In order to underline its insistence upon the connectedness
of mankind then, now, and always, the film features the same cast in each
story, making it possible to get a sense of the progression of a soul through
time, each reincarnation living up (or down) to the example of earlier
experiences and choices. Through mostly convincing makeup, actors cross all
manner of conventions, playing not just against type, but crossing race, gender,
age, and sexual orientation in unexpected ways. (Some of the biggest pleasant
surprises in the film are in the end credits, so I’ll attempt to preserve them.)
For example, Tom Hanks appears as a crackpot doctor, then again as a thuggish
wannabe writer, then again as a haunted future tribesman, among other roles.

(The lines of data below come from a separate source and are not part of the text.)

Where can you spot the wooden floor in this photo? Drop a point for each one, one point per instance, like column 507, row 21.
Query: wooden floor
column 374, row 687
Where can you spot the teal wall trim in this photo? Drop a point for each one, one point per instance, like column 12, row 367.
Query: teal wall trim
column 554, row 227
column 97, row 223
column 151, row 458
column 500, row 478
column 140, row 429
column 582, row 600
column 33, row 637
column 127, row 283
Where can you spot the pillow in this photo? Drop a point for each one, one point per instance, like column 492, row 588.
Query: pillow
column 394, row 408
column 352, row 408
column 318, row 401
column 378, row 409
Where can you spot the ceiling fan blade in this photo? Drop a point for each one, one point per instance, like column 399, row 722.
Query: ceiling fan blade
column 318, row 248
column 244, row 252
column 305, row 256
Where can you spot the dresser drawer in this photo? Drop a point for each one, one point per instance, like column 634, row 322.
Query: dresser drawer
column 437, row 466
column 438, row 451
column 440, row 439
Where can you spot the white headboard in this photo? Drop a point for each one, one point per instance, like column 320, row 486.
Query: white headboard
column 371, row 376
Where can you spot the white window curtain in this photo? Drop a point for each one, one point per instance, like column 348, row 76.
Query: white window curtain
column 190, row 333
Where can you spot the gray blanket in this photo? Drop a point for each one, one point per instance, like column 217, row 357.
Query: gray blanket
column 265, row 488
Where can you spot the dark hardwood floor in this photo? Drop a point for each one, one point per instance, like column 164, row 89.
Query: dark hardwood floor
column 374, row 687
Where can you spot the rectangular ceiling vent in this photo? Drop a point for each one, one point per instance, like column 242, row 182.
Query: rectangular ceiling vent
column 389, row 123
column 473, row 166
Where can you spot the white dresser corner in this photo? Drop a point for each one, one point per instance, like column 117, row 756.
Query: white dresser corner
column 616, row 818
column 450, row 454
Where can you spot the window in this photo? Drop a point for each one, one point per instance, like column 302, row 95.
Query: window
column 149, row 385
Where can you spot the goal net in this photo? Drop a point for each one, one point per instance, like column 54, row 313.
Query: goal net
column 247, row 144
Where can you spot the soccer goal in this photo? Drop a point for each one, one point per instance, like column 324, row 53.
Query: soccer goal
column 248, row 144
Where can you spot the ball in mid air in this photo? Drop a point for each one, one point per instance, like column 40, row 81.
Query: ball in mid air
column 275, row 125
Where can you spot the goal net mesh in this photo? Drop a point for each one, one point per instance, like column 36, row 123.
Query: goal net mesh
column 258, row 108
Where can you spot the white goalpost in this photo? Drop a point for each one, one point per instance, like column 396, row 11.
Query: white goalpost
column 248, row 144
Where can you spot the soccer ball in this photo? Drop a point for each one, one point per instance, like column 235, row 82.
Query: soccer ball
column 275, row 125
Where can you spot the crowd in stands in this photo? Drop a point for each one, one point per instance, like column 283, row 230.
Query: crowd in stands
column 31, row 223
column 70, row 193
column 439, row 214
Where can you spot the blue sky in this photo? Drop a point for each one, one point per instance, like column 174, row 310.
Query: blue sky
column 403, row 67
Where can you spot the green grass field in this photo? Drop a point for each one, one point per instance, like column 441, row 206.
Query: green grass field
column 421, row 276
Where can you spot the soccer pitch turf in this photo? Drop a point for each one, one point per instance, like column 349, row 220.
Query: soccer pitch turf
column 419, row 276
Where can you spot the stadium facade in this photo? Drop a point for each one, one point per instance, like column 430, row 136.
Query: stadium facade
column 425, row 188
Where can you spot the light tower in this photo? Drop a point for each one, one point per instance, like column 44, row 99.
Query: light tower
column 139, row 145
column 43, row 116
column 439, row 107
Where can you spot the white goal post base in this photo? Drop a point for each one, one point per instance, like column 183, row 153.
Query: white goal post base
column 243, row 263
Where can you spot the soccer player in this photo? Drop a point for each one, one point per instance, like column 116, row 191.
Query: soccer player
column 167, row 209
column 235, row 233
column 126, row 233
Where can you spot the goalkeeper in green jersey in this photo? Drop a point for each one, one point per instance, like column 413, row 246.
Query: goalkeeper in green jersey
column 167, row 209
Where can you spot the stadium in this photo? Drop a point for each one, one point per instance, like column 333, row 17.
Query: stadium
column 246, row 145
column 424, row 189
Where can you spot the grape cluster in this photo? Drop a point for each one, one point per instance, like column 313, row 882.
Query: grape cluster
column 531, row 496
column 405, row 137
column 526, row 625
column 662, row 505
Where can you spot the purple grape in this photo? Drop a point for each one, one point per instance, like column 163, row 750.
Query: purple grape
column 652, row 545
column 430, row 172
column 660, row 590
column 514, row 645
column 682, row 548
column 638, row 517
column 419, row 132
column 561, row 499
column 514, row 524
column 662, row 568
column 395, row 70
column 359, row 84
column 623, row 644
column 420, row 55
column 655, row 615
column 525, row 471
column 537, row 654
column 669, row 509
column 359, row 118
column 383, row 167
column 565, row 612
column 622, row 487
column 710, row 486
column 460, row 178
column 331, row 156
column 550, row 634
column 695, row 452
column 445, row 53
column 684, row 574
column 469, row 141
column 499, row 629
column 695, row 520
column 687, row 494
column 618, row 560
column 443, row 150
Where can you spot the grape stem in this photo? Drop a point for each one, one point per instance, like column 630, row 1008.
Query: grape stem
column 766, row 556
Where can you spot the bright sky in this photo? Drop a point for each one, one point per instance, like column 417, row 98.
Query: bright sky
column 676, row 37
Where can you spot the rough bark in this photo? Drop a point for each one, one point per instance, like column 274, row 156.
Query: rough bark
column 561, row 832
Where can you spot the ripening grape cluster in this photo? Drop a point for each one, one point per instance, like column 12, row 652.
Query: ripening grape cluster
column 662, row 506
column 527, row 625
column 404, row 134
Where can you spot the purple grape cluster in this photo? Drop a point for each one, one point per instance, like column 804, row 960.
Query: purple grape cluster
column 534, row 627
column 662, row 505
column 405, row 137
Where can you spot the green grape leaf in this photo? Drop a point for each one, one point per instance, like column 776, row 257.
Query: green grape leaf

This is a large, talented and eclectic cast with Halle Berry, Jim Broadbent,
Hugo Weaving, Keith David, Doona Bae, Jim Sturgess, Ben Whishaw, James D’Arcy, David
Gyasi, Susan Sarandon and Hugh Grant delivering strong performances, appearing
over and over, sometimes obviously, sometimes unrecognizably or for only a
moment. This allows the filmmakers to dovetail the storylines even further, for
what is denied in one (lovers torn apart, say) may be given back in the space
of an edit (lovers, not the same people, but played by the same performers,
reunited).
Though some will undoubtedly be turned away by its earnest
(if vague) spirituality and messy philosophical bombast, this is the kind of
film that, if you let it, opens up an endless spiral of deep thoughts. You
could think it over and spin theories about what it all means for hours. To me,
that’s part of the fun. It’s a historical drama, a romance, a mystery, a sci-fi
epic, a comedy, and a post-apocalyptic fantasy all at once. In placing them all
in the same film and running them concurrently Tykwer and the Wachowskis have
created a moving and exciting epic that seems to circle human nature as each
iteration finds characters struggling against societal conventions to do the
right thing. The powerful scheme and rationalize ways to stay on top; those
below them yearn for greater freedom and greater meaning. There’s much talk
about connection and kindred spirits; at one point a character idly wonders why
“we keep making the same mistakes…” It accumulates more than it coheres, and
yet that’s the bold, beautiful mystery of Cloud
Atlas, that it invites a viewer into a swirl of imagery, genre, and
character, to be dazzled by virtuosic acting and effective filmmaking, to get
lost amongst the connections and coincidences, to enjoy and perhaps be moved by
the shapes and patterns formed by souls drifting through time and space.